Verraten Sie in kurzen Worten, wie aus Melone ein Tatar entsteht?
Man nehme Wassermelone, abgetropftes Tomatenwasser, geröstete Peperoni, püriert, passiert und vakuumiert das Ganze fünf- bis sechsmal. Dann wird die Masse sechs Stunden lang getrocknet, mit der Röstiraffel geraspelt, damit es die Textur von geschnittenem Fleisch bekommt. Gesalzene Melone dazu, alles mit einer Tomaten-Peperoni-Marinade marinieren. So etwa die Kurzfassung.
Etwas für Fortgeschrittene! Womit überraschen Sie die Gäste im Herbst?

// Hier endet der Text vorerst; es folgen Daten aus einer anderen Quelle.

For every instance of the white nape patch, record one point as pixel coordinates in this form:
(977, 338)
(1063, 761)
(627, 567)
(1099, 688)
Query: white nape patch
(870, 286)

Es gibt ja die Melonen- und die Kürbissaison. Beides sind sogenannte Miststockgewächse von gleicher Grösse und mit gleichen Fasern. Da macht es Sinn, auch aus Kürbis Tatar herzustellen. Muskatkürbis etwas anschmoren, einen Teil grillieren, mit Gürkchen, Schalotten und Kapern abschmecken – das schmeckt!

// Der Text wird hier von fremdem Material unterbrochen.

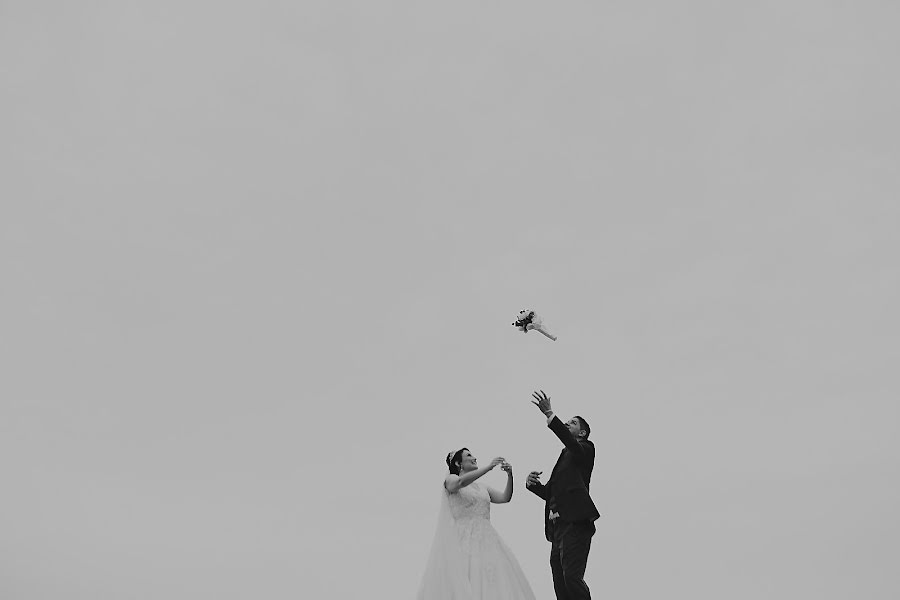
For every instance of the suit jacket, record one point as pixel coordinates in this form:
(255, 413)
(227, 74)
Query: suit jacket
(570, 481)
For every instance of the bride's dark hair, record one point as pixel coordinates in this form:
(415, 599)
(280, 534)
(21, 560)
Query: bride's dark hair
(454, 461)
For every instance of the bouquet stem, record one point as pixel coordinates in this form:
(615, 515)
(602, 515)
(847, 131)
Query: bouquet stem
(547, 333)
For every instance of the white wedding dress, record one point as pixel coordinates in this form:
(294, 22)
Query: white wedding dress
(468, 560)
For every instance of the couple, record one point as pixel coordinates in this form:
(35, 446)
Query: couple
(469, 561)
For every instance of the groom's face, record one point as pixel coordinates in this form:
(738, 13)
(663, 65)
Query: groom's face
(574, 426)
(469, 462)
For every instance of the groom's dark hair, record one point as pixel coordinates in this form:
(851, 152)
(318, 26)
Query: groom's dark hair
(584, 427)
(453, 459)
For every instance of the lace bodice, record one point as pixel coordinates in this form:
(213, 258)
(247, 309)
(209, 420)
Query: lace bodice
(471, 502)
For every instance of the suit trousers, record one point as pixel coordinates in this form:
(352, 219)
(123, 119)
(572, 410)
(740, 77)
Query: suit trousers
(568, 558)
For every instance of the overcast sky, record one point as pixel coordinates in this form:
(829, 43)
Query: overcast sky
(259, 263)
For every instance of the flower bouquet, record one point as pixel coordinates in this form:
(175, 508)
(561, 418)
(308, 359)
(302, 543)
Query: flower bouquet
(528, 320)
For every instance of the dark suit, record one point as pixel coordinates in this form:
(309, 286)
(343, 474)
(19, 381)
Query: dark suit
(566, 492)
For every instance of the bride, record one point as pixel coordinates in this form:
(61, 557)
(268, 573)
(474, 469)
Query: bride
(468, 560)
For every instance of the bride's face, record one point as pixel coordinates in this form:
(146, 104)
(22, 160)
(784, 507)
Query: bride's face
(469, 462)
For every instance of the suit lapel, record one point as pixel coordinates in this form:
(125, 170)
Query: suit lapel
(556, 466)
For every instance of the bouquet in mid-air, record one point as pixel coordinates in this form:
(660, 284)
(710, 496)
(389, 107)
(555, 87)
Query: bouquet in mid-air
(528, 320)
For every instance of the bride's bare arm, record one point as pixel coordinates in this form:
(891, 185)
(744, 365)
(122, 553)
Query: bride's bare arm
(454, 482)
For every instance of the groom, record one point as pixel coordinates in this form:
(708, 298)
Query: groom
(569, 512)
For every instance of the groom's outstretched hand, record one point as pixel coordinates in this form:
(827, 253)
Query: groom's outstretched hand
(543, 402)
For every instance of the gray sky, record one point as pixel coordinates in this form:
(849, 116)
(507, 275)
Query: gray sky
(260, 260)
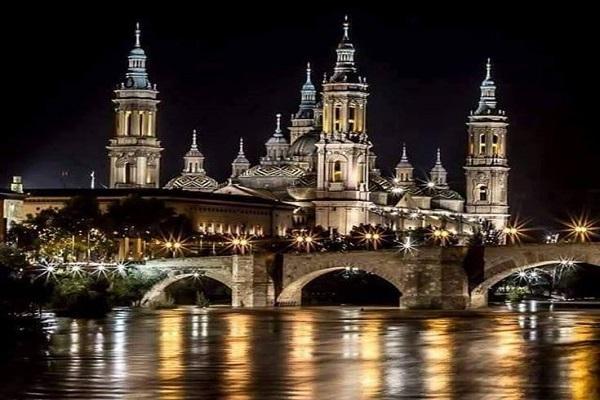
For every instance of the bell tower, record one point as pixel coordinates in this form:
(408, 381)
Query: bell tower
(342, 196)
(486, 168)
(134, 150)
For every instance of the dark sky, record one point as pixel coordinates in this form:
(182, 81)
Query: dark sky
(227, 72)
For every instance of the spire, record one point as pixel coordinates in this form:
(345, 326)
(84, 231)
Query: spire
(193, 159)
(308, 97)
(345, 54)
(241, 152)
(404, 158)
(487, 101)
(438, 173)
(194, 144)
(138, 33)
(278, 126)
(136, 76)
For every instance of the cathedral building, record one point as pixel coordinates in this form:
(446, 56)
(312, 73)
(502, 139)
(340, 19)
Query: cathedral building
(320, 171)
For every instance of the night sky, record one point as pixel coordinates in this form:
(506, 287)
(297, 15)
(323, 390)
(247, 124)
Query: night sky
(227, 74)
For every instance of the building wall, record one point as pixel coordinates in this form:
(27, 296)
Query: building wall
(208, 216)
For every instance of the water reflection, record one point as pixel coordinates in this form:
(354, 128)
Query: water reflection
(237, 358)
(170, 366)
(327, 353)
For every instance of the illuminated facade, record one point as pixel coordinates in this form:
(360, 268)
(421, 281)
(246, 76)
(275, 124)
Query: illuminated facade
(487, 163)
(134, 151)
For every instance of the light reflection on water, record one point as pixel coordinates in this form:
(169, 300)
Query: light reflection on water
(319, 353)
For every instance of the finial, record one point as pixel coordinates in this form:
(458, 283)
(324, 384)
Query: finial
(278, 128)
(404, 157)
(346, 27)
(137, 34)
(194, 145)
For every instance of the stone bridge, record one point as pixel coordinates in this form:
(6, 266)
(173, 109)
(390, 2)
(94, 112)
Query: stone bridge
(436, 277)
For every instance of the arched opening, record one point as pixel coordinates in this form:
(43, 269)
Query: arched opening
(198, 290)
(350, 287)
(341, 286)
(186, 287)
(556, 281)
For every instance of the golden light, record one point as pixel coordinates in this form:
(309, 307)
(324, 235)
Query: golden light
(581, 228)
(515, 232)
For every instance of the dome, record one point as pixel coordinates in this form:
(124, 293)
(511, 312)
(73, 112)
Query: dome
(378, 183)
(283, 171)
(305, 145)
(138, 52)
(193, 182)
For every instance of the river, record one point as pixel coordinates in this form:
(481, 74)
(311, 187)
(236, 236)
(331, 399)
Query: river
(315, 353)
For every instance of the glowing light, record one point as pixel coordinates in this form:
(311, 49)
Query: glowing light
(581, 228)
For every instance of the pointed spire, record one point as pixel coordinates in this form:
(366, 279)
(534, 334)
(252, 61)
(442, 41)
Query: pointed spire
(194, 144)
(345, 55)
(346, 26)
(487, 101)
(404, 158)
(138, 33)
(278, 125)
(438, 173)
(137, 76)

Haben Sie einen Tipp, wie man Gemüse zu einem Tatar vorbereitet?
Nicht in Würfel oder gar Brunoise schneiden. Lieber kurz raffeln und ansalzen – dann erzielt man ein schönes Ergebnis, kann gut damit arbeiten, auch zu Hause.
Essen Sie selber aber auch mal ein klassisches Fleischtatar?
Ich liebe es! Tatar ist ein kleines, feines Gericht, das man immer essen mag, auch wenn der Hunger gar nicht gross ist. Leider hatte ich in letzter Zeit etwas Tatar-Pech. Wohin ich auch gehe – es ist ausverkauft (lacht). Das zeigt mir, wie beliebt der Klassiker immer noch ist, wenn er denn perfekt zubereitet ist.
Und was ist für Sie perfekt?
Grundvoraussetzung ist die Qualität des Fleisches. Filet muss es nicht sein, Rindshuft eignet sich genauso gut. Das Fleisch mit dem Messer klein schneiden. Dann kommt der Crunch rein – Cornichons, Schalotten, Kapern. Kapern sind für mich die wichtigste Zutat überhaupt. Denn sie haben die Salzigkeit und die Säure, die das Tatar braucht.
Ketchup, Worcestersauce?
Für mich nicht nötig. Ketchup bringt nur eine unnötige Süsse in das Gericht, die mit Worcestersauce wieder ausgeglichen werden muss. Für die Schärfe ist Sambal Oelek ideal oder sogar frischer Chili.
Was passt als Beilage zu Tatar?
Toast ist lasch, lieber etwas Knuspriges, Polenta-Chips beispielsweise. Die sättigen auch schön.
>> Christian Vogel, 31, kocht seit über einem Jahr im coolen Restaurant Birdy’s in Brunnen SZ für 15 GaultMillau-Punkte und hat soeben seinen ersten Michelin-Stern vom Himmel geholt. Überall, wo der Schwyzer zuvor gearbeitet hat, stand Tatar auf der Karte. Das hat ihn zu immer neuen Kreationen inspiriert. Und Vogel ist bekannt für seine ausgeklügelten Techniken in der Küche.